En mi discurrir del duermevela o en mis cavilaciones bajo la ducha imagino que si yo, que no entiendo nada de política ni de economía ni de estrategias militares hubiera estado en el lugar de Roca, habría viajado a las pampas del sur para ofrecer a sus pobladores preexistentes la organización de cooperativas, cuanto menos, agropecuarias. Ellos invertirían las tierras que moraban hacía siglos, quizá milenios, tierras que nunca habían escriturado porque no sabían escribir --o viceversa-- y porque no conocían el concepto de propiedad de la tierra, al menos no de la propiedad privada. Una sociedad estatal o mixta aportaría el noujau y el capital inicial y habría trabajo y ganancias para compartir de tantas maneras. Claro que, ahora que lo pienso, no habría sabido cómo explicarles que, sin ellos saberlo, toda la Patagonia, Tierra del Fuego e Islas del Atlántico Sur habían sido prohijadas por un Estado que indefectiblemente las consideraba propias y, más aún, se sentía obligado a poblarlas con gente de su propia tribu de tintes pálidos, para defenderlas de otras angurrias que no fueran las propias, ambiciones de países vecinos y hasta de imperios ya asentados en islas aledañas.
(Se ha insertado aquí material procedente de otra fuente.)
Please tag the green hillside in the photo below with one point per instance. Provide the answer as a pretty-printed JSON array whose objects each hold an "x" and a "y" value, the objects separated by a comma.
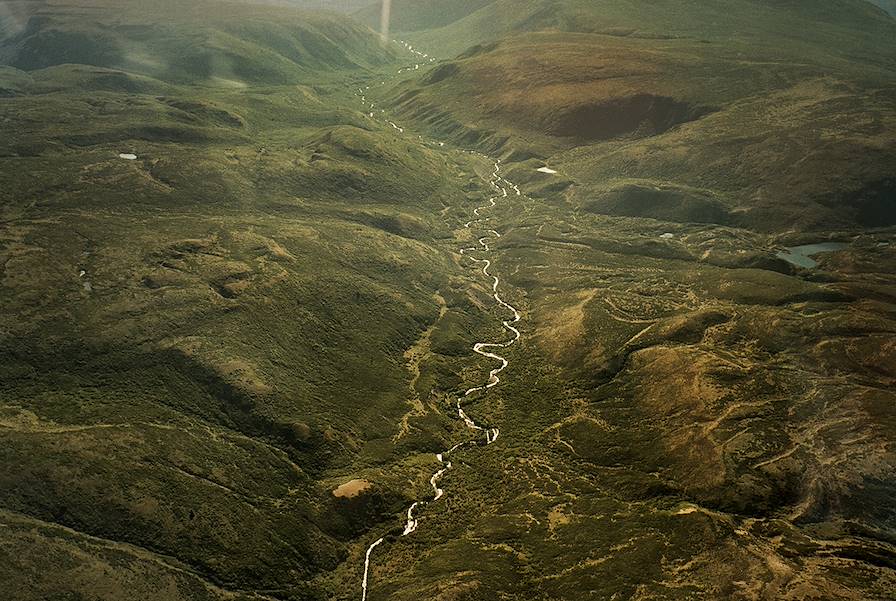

Herederos noveles de la conquista y el despojo, en cambio, la generación emprendedora de Julio Argentino Roca y el Estado que le dio marco escribieron un nuevo contrato social con la espada, con la pluma y la ciencia positivista. Caracterizaron como barbarie, desde su ser soberbio y oligárquico, el estar filosófico del mundo indígena, su modo de vivir, la cadencia de su hablar, su comida, sus dioses y sus danzas, los cánticos de su vida espiritual y la desmesura de sus pies. Se burlaron de los tratados existentes para violentar su ámbito. Se apropiaron de sus cuerpos y los manipularon con negligencia autárquica; los convirtieron en objetos humanos, los desparramaron por territorios desconocidos y por las cocinas de la aristocracia para que recogieran la uva, cosecharan la caña de azúcar, guisaran, limpiaran, lavaran y plancharan y regalaran sus hijos propios para enjugar las babas de los hijos ajenos. O los expusieron en ferias y museos como última manera de destartalar lo que quedara de su identidad perimida.

Así fue, y es, el relato y pretexto para desalojarlos de la tierra por donde circularon y vivieron, amaron y creyeron, también guerrearon y murieron, seguramente. Sus ojos desmesuradamente abiertos lloran el suelo perdido, o lo reclaman, o lo recuperan, o vuelven a asentarse ahí, de donde los echamos a lugares infértiles, a reducciones indecorosas, a los cordones de pobreza que rodean las ciudades de la tribu pálida. Unos tratan de negociar derechos, otros deciden invadir predios que reconocen como propios y los habrá que, hartos de la desposesión, de la pobreza y de la carencia de justicia, un día quieran reaccionar con violencia, tanto a un lado como al otro de la Cordillera, con lo que colmarían las aspiraciones de alguna exfuncionaria con apellido de cosignatario de hacienda. Cada acto de reclamo y de represión consecuente que nos intima desde las primeras planas no es más que una pústula, apenas la exudación coyuntural de una enfermedad crónica, profunda y larga, de una deuda, no invisible, pero sí intencionalmente ignorada por la sociedad y la razón del Estado, sin solución de continuidad, a lo largo de nuestra historia escrita.

Es una deuda que aún atraviesa toda nuestra América, desde Groenlandia hasta los mares del sur, que cunde tanto por las regalías del extractivismo que les corresponderían como por sus basuras; que explotó como una baya madura durante los movimientos de protesta del 2019 y que no deja de tener cierta similitud con las incongruencias éticas que se dan en algún lugar del Asia Menor.

 

Tanto daño se les ha infringido y, aun así, no hay evangelios, ni laicos ni confesionales, dispuestos a rezarles su arrepentimiento, ni siquiera a cumplir con la magra propuesta de reparación de la ley 26.160, constantemente pospuesta. Claro que sus dioses sonríen cachazudos ante nuestras leyes. Ellos tienen otras... que nos preexisten.